Monday, December 11, 2017

The Time Has Come: Higher Ed-a-geddon

By Robert Oscar Lopez December 11, 2017

Last summer, my essay for Dissident Prof prompted a challenge from Julie Ponzi, who suggested I write a brief essay with proposals of what to change about academia. I waited several months, and now I have my proposals. I mentioned most of these in Wackos Thugs & Perverts: Clintonian Decadence in Academia, which I published with MassResistance in February 2017. They are also in earlier writings such as Colorful Conservative.

My plan involves a sixfold apocalypse. Yes, apocalypse.

The best starting point is total depravity. Higher education as we know it is indefensible. It presumes a false model of human development. People between the ages of eighteen and twenty-two cannot be trusted moving to a campus away from their parents, protected from any real consequences for stupid decisions, and taught random concepts by a professoriate anesthetized by the tenure system.

In reality, these four years of human development should be spent in conditions closer to basic combat training: they need physical regimentation. Swift punishments must impress upon them the costs of behaving foolishly. Their sexuality needs to be heavily circumscribed. Between eighteen and twenty-two, women need to be closely protected from rape. Men need guidance to transform themselves from impulsive sex maniacs into responsible providers and decent fathers.

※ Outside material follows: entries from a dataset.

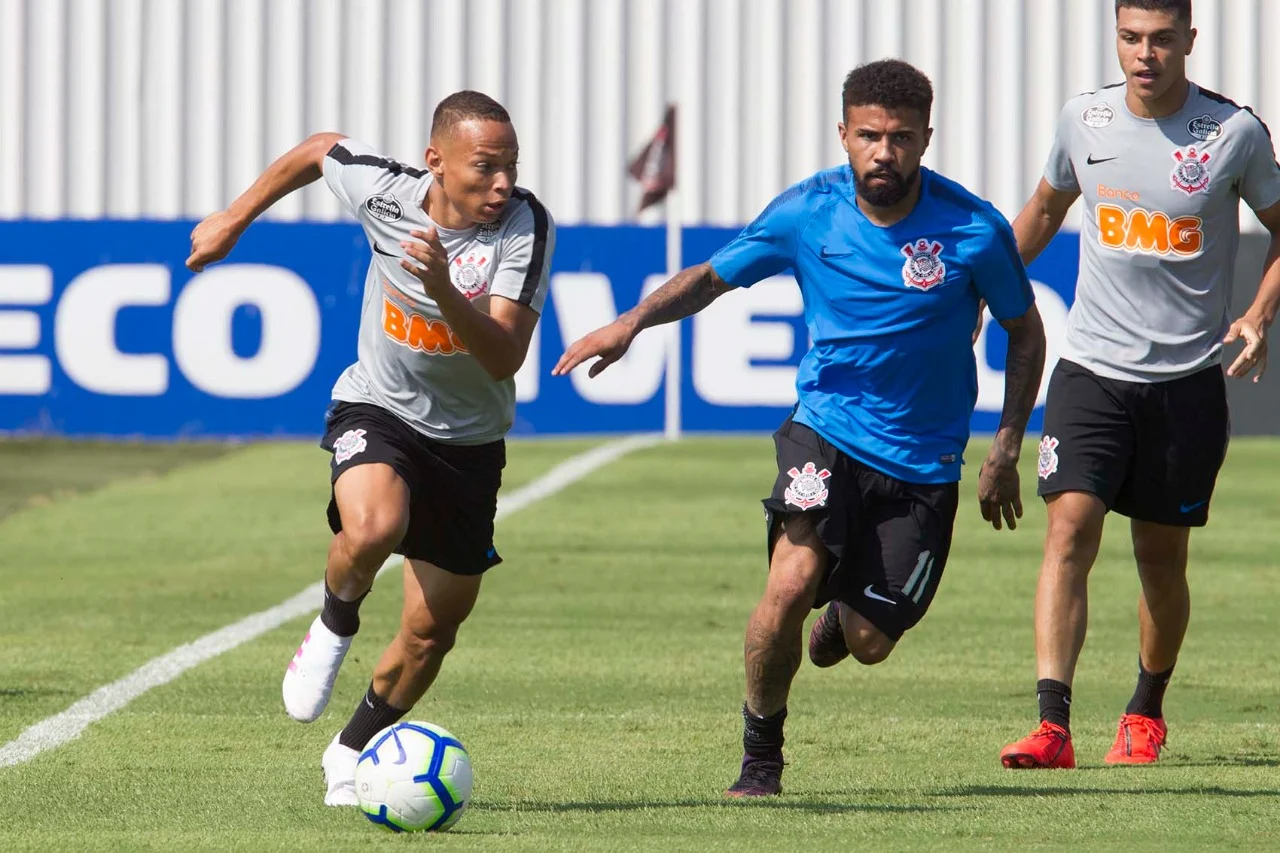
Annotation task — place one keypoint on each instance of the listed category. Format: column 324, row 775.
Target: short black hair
column 891, row 83
column 1182, row 9
column 465, row 105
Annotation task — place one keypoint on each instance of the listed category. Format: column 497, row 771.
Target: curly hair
column 1182, row 9
column 467, row 104
column 891, row 83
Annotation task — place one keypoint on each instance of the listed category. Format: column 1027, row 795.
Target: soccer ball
column 414, row 776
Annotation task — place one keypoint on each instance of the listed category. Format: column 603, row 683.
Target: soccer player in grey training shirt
column 1137, row 416
column 452, row 295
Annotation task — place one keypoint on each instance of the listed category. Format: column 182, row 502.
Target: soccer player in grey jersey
column 452, row 295
column 1137, row 418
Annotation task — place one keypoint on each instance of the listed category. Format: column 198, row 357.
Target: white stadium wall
column 165, row 109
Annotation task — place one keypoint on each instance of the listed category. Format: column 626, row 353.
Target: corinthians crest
column 923, row 267
column 1047, row 464
column 1191, row 173
column 470, row 274
column 808, row 487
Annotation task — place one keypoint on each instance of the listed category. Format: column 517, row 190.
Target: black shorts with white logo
column 1148, row 450
column 453, row 488
column 887, row 539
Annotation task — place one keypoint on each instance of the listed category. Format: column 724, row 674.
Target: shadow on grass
column 1211, row 790
column 784, row 803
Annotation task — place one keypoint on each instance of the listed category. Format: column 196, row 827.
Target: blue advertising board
column 104, row 332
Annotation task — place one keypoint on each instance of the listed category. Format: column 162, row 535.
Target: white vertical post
column 671, row 423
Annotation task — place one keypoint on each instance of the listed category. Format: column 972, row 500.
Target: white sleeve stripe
column 538, row 258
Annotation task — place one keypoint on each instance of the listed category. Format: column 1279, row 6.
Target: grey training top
column 1161, row 227
column 410, row 361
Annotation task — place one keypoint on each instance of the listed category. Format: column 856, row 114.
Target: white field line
column 55, row 730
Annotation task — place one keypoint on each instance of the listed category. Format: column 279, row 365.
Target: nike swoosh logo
column 877, row 597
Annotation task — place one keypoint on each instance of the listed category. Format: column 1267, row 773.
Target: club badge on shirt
column 1191, row 170
column 923, row 267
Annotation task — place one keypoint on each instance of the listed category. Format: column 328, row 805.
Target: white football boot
column 339, row 774
column 310, row 676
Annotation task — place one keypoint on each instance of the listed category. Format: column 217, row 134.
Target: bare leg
column 1061, row 598
column 1165, row 603
column 773, row 634
column 435, row 603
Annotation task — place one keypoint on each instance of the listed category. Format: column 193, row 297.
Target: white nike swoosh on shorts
column 877, row 597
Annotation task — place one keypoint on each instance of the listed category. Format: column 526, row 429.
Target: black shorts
column 453, row 488
column 887, row 539
column 1148, row 450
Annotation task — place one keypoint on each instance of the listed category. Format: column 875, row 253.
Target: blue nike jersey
column 891, row 377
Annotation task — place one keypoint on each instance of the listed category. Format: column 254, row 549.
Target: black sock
column 341, row 616
column 1148, row 697
column 762, row 737
column 1055, row 699
column 371, row 716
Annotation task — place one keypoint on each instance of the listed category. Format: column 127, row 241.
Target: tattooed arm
column 686, row 293
column 997, row 483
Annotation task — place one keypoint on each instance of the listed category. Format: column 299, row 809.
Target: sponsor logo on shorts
column 416, row 332
column 876, row 596
column 1191, row 170
column 1097, row 115
column 1205, row 127
column 384, row 206
column 923, row 267
column 1047, row 463
column 808, row 487
column 1150, row 232
column 350, row 443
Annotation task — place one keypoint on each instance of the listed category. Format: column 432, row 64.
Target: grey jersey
column 1161, row 227
column 408, row 360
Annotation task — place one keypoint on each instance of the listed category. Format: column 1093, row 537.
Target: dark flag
column 656, row 165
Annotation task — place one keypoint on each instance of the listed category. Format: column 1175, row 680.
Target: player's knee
column 373, row 533
column 1160, row 556
column 426, row 642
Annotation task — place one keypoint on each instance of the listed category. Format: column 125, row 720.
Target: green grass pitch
column 598, row 683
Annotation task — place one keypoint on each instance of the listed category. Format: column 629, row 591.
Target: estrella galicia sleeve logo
column 384, row 206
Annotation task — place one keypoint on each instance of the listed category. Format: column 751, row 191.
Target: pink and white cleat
column 312, row 671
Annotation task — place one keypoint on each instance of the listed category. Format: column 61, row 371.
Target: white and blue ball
column 414, row 776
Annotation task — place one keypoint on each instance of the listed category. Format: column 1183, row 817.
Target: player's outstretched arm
column 215, row 236
column 999, row 489
column 686, row 293
column 1042, row 218
column 1252, row 328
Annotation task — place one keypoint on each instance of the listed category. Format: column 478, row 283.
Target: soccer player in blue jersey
column 892, row 260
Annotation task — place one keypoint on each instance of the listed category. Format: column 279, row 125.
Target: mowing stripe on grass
column 55, row 730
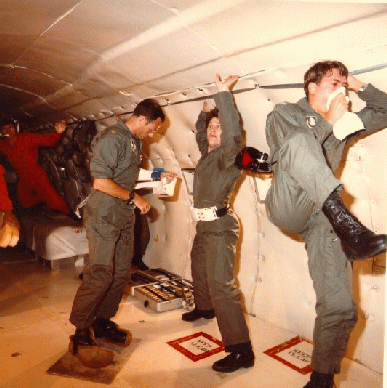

The wasteful use of young adulthood for 40% of the American adult population is catastrophic.

Overpriced tuitions force a large chunk of family savings into an inefficient economic sector ("higher education"), meaning that their money cannot go into productive industries. Youths are not being trained for citizenship. Instead of courting, marrying, and starting families in their prime, they accustom themselves to promiscuity, irresponsible thrills, and single lives burdened with debt. They have late – and few – children, whom they are ill equipped to raise.

In certain contexts, it is wise to burn the edges of a dry forest rather than let a wildfire rage at a time and in a manner out of our control. I suggest the following concrete steps, via congressional action.

Cut all federal financial favors to colleges that do not adhere to a strict, revised standard for higher education and its obligation to the public good. By "favors," we mean direct subsidies plus tax exemptions and deductions (such as on endowments, gifts, and waivers), as well as any backing of student loans at rates below market interest. These remaining favors would all hinge upon their suitability to "the public good." Accreditation for new programs must be streamlined. They must favor all of society rather than one institution, one individual, or one class of people. Here would be the conditions:............To Read More....

My Take - He clearly understands the problem but fails to get to the real solution, which is:  Get the federal government out of education entirely. 

That's a state function.  Let them decide what's done at the local level, and make the universities completely self funding.  End all taxpayer funding and grant money and stop all student loan programs.  That will force the system to fix itself.